= Clustering of self-propelled particles =

Tendency of self-propelled particles to aggregate and form clusters

Many experimental realizations of self-propelled particles exhibit a strong tendency to aggregate and form clusters, whose dynamics are much richer than those of passive colloids. These aggregates of particles form for a variety of reasons, from chemical gradients to magnetic and ultrasonic fields. Self-propelled enzyme motors and synthetic nanomotors also exhibit clustering effects in the form of chemotaxis. Chemotaxis is a form of collective motion of biological or non-biological particles toward a fuel source or away from a threat, as observed experimentally in enzyme diffusion and also synthetic chemotaxis or phototaxis. In addition to irreversible schooling, self-propelled particles also display reversible collective motion, such as predator–prey behavior and oscillatory clustering and dispersion.

== Phenomenology ==
This clustering behavior has been observed for self-propelled Janus particles, either platinum-coated gold particles or carbon-coated silica beads, and for magnetically or ultrasonically powered particles. Clustering has also been observed for colloidal particles composed of either an embedded hematite cube or slowly-diffusing metal ions. Autonomous aggregation has also been observed in anatase TiO_{2} (titanium dioxide) particles. Clustering also occurs in enzyme molecule diffusion. Recently, enzymes such as hexokinase and alkaline phosphatase were found to aggregate in the presence of their substrates. In all these experiments, the motion of particles takes place on a two-dimensional surface and clustering is seen for area fractions as low as 10%. For such low area fractions, the clusters have a finite mean size while at larger area fractions (30% or higher), a complete phase separation has been reported. The dynamics of the finite-size clusters are very rich, exhibiting either crystalline order or amorphous packing.

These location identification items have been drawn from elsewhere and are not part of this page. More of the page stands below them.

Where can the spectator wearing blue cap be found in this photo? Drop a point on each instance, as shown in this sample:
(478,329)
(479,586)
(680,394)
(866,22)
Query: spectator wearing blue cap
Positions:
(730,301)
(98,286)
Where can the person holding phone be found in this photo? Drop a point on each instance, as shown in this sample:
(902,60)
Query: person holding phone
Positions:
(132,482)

The finite size of the clusters comes from a balance between attachment of new particles to pre-existing clusters and breakdown of large clusters into smaller ones, which has led to the term "living clusters".

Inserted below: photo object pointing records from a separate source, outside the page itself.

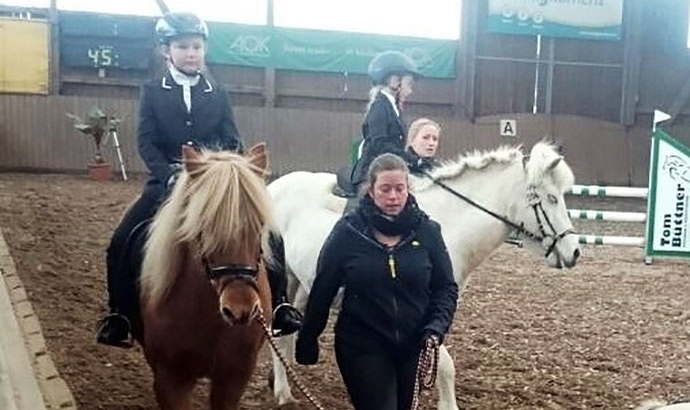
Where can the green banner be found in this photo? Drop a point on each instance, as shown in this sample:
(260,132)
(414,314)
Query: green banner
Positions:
(325,51)
(586,19)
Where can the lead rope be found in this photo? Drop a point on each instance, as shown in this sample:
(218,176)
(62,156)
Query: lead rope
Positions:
(291,372)
(427,366)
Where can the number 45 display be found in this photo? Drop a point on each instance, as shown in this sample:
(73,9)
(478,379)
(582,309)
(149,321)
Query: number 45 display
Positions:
(103,56)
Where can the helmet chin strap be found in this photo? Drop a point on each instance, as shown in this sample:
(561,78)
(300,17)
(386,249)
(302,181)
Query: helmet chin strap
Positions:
(188,73)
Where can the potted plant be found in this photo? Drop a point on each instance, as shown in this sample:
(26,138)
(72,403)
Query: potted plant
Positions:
(97,126)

== Mechanism for synthetic systems ==
The precise mechanism leading to the appearance of clusters is not completely elucidated and is a current field of research for many systems. A few different mechanisms have been proposed, which could be at play in different experimental setups.

Self-propelled particles can accumulate in a region of space where they move with a decreased velocity. After accumulation, in regions of high particle density, the particles move more slowly because of steric hindrance. A feedback between these two mechanisms can lead to the so-called motility induced phase separation. This phase separation can, however, be arrested by chemically-mediated inter-particle torques or hydrodynamic interactions, which could explain the formation of finite-size clusters. Self-propelled particles spinning at intermediate Reynolds numbers exhibit flocking, chiral active phases, and clustering, highlighting the role of fluid inertia and rotational motion in active matter behavior.

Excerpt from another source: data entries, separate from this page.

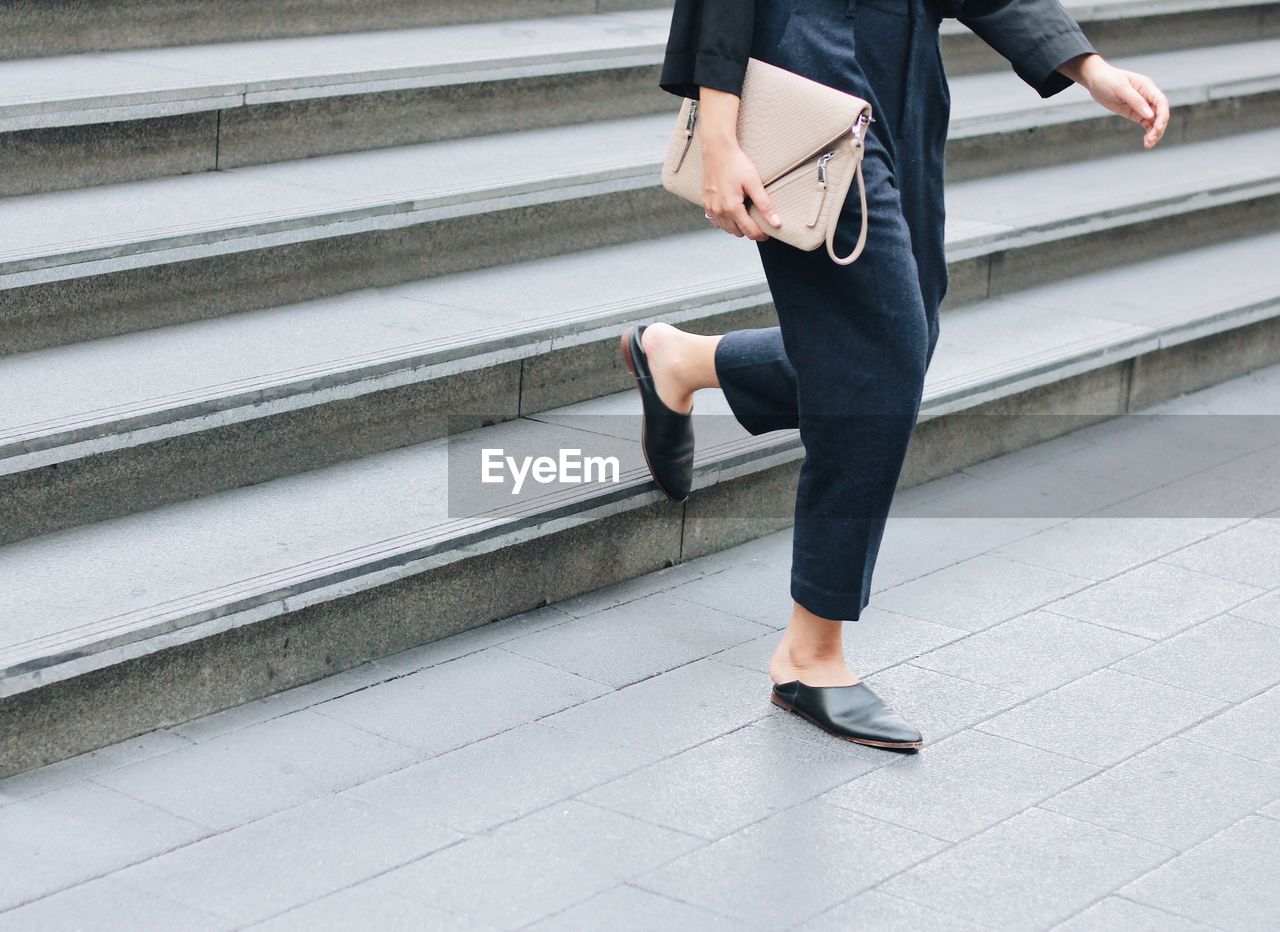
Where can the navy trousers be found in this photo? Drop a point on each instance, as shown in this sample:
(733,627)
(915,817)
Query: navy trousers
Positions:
(846,364)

Alternatively, clustering and phase-separation could be due to the presence of inter-particle attractive forces, as in equilibrium suspensions. Active forces would then oppose this phase separation by pulling apart the particles in the cluster, following two main processes. First, single particles can exist independently if their propulsion forces are sufficient to escape from the cluster. Secondly, a large cluster can break into smaller pieces due to the build-up of internal stress: as more and more particles enter the cluster, their propulsive forces add up until they break down its cohesion.

Diffusiophoresis is also a commonly cited mechanism for clustering and collective behavior, involving the attraction or repulsion of particles to each other in response to ion gradients. Diffusiophoresis is a process involving the gradients of electrolyte or non-electrolyte concentrations interacting with charged (electrophoretic interactions) or neutral (chemophoretic interactions) particles in solution and with the double layer of any walls or surfaces (electroosmotic interactions).

In experiments, arguments have been put forward in favor of any of the above mechanisms. For carbon-coated silica beads, attractive interactions are seemingly negligible and phase-separation is indeed seen at large densities. For other experimental systems, however, attractive forces often play a larger role.